Como seria Campo Grande hoje se, em 1977, a criação de Mato Grosso do Sul não tivesse acontecido e Cuiabá continuasse a ser a capital de um estado gigantesco? Parque dos Poderes, pavimentação de rodovias, cidade universitária da UFMS (Universidade Federal de Mato Grosso do Sul), Hospital Regional e até o Aquário do Pantanal muito provavelmente não integrariam a paisagem da cidade.
Thalya Godoy – Midia Max
Se antes parte de Campo Grande era uma fazenda que se estendia até Aquidauana, hoje a cidade vive o tensionamento de ter uma “cara de interior” e, ao mesmo tempo, ser ocupada por avenidas, prédios e grandes empreendimentos que uma capital requer.
Antes de ser alçada ao título de capital e da criação de Brasília, Campo Grande era mais populosa que Cuiabá e Goiânia na década de 1950, segundo dados do IBGE (Instituto Nacional de Geografia e Estatísticas).
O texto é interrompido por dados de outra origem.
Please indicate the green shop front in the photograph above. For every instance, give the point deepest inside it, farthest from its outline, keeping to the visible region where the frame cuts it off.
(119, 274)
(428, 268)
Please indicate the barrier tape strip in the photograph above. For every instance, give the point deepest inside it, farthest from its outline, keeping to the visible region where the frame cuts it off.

A cidade na região sul de Mato Grosso era forte economicamente e atraía pessoas de outros estados e países.
Naquela época, Campo Grande não tinha aeroporto para voos comerciais. A única forma de chegar ou sair da cidade pelo céu era pela atual Base Aérea de Campo Grande, conforme relembra a catequista Marisa Barreto dos Santos, de 78 anos, nascida na Capital em 1947 e hoje moradora da Vila Belo Horizonte.
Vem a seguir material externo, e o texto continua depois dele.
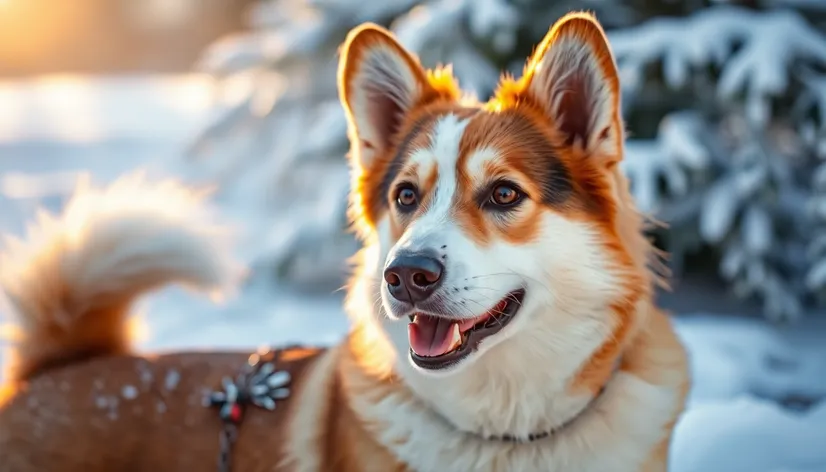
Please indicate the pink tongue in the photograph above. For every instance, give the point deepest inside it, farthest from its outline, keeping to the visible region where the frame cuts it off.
(430, 336)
Ela era filha de militar e cresceu na região do Taveirópolis, acompanhando a transformação da cidade desde quando tinha menos de 50 mil habitantes.
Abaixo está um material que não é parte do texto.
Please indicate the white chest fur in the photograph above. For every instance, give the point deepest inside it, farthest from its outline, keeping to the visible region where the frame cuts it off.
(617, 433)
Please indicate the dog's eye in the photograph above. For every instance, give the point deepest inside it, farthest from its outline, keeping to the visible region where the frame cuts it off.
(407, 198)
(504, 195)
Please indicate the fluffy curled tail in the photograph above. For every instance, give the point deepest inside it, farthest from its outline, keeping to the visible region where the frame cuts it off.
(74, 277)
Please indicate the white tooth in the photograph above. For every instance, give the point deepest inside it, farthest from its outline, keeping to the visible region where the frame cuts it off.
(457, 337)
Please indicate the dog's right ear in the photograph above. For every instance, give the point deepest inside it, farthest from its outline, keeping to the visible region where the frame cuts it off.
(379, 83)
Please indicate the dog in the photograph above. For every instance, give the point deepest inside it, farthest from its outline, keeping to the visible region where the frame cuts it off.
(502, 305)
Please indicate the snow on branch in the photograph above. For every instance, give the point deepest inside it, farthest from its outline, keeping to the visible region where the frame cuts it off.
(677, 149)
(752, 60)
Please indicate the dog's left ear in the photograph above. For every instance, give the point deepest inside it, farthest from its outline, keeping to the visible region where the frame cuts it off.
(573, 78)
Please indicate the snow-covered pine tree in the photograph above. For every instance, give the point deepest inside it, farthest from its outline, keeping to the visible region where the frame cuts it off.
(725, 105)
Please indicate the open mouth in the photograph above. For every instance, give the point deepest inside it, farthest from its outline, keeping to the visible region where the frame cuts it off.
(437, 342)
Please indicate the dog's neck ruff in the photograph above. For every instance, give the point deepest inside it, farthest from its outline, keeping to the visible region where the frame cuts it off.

Se hoje Campo Grande tem quase 300 unidades de ensino públicas, na época do magistério de Marisa, no fim da década de 1960, a cidade tinha apenas duas opções: Colégio Auxiliadora — particular — e a Escola Estadual Joaquim Murtinho — pública.
O uniforme para os estudantes do Joaquim Murtinho, na época, era uma camisa de manga, saia com pregas e uma meia soquete branca. Se hoje a iluminação pública é um problema que se nota quando alguma lâmpada se queima, a escuridão era o que imperava pelas ruas de Campo Grande há cerca de 60 anos.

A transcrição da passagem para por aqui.